MEMORANDUM **
Sandong Li, a native and citizen of China, petitions for review of the Board of Immigration Appeals’ (“BIA”) order dismissing his appeal from an immigration judge’s decision denying his application for asylum and withholding of removal. We have jurisdiction under 8 U.S.C. § 1252. We review for substantial evidence the agency’s factual findings, applying the standards governing adverse credibility determinations created by the REAL ID Act, Shrestha v. Holder, 590 F.3d 1034, 1039-40 (9th Cir. 2010), and we deny the petition for review.

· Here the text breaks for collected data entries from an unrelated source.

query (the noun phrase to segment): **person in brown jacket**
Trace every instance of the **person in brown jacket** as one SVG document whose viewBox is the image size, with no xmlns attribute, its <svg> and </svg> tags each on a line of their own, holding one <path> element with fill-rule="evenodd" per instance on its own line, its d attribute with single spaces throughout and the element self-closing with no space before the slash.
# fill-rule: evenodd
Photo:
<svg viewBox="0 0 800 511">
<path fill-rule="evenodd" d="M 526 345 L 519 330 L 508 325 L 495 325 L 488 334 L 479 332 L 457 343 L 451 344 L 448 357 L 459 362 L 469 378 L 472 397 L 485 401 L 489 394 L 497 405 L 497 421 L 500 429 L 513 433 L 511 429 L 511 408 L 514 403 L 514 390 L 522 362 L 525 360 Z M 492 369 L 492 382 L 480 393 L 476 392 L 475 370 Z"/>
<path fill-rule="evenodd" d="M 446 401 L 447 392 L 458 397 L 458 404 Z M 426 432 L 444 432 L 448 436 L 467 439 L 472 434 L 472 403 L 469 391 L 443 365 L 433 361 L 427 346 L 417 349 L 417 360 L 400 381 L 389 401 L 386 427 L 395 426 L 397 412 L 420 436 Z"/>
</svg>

Substantial evidence supports the agency’s adverse credibility determination based on inconsistencies between Li’s testimony, his asylum application, and his daughter’s birth certificate as to her date of birth, the omission of an attempt by family planning officials to arrest Li’s wife for sterilization, and on Li’s false statements to an asylum officer. See id. at 1048 (adverse credibility determination was reasonable under the “totality of the circumstances”); Zamanov v. Holder, 649 F.3d 969, 973-74 (9th Cir. 2011) (adverse credibility determination properly relied on an omission where the added details presented more compelling story of persecution); Singh v. Holder, 643 F.3d 1178, 1181 (9th Cir. 2011) (“An asylum applicant who lies to immigration authorities casts doubt on his credibility and the rest of his story.”). Li’s explanations do not compel a contrary result. See Lata v. INS, 204 F.3d 1241, 1245 (9th Cir. 2000). We reject Li’s contention that the agency did not consider his explanation for his misstatements to the asylum officer. Further, substantial evidence supports the BIA’s finding that Li’s evidence does not rehabilitate his credibility. See Garcia v. Holder, 749 F.3d 785, 791 (9th Cir. 2014). We reject Li’s contention that the BIA should have remanded his case. In the absence of credible testimony, Li’s asylum and withholding of removal claims fail. See Farah v. Ashcroft, 348 F.3d 1153, 1156 (9th Cir. 2003).
PETITION FOR REVIEW DENIED.
This disposition is not appropriate for publication and is not precedent except as provided by Ninth Circuit Rule 36-3.